The site is irrigated at night or early morning to maximise the spread of disease and minimise the use of the water. The Horsham SmartFarm operators are currently installing a reverse osmosis plant to treat the town effluent, dams for storage and looking at solar panels on the dams to operate pumps and reduce water evaporation.

“We have worked with the statistics team from the University of Adelaide to further develop our methodology to determine the optimum number of replications and the spreader density of infected stubble to reduce variability as much as possible. This is generating highly accurate results.”

During 2022, 2867 genotypes (8517 rows in a partially replicated design) were phenotyped in this facility for resistance to Ascochyta blight. These genotypes were for other programs in the Ascochyta investment led by the South Australian Research and Development Institute (SARDI) and for Chickpea Breeding Australia.

Dr Bikram Banerjee, in the Agriculture Victoria team, is now exploring the potential for drone imaging to speed up the assessment of disease level on plants and to relate the images captured to the use of molecular markers.

To complement the field program, in 2022 a new state-of-the-art glasshouse facility opened at the Horsham SmartFarm.

“This facility is used across all research programs at Agriculture Victoria, but is also used to screen chickpea material against specific Ascochyta blight isolates in a very controlled way,” Dr Fanning says.

It is important to complement the field work with controlled environment screening so that isolates from other states can be safely screened in Victoria.

Understanding the pathogen and how it causes disease is an important step in understanding why we lose resistance in chickpea varieties.

This part of the Ascochyta investment is led by Griffith University, with national collaborators.

To ensure all organisations in the five programs of the Ascochyta investment are screening material similarly, a diverse set of chickpea lines were screened by SARDI, Curtin University’s Centre for Crop and Disease Management and Agriculture Victoria. This is known as ‘Ring testing’ and it ensures that, nationwide, consistent and accurate results are provided. It also regularly verifies that the test methods being used across Australia are reliable and reproducible.

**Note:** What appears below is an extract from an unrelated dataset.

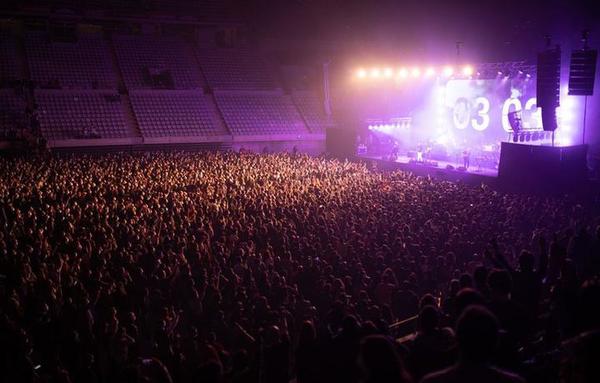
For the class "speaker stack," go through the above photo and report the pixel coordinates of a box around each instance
[569,49,598,96]
[569,30,598,144]
[536,46,560,131]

During 2022, a total of 10,500 chickpea pots were sown in the glasshouse to assess the pathogen aggressiveness of 194 Ascochyta blight isolates and the Ring test.

Due for completion next year, this project will ensure that breeding and pre-breeding efforts to release varieties with improved resistance to Ascochyta blight will not be limited by the ability to determine the resistance accurately.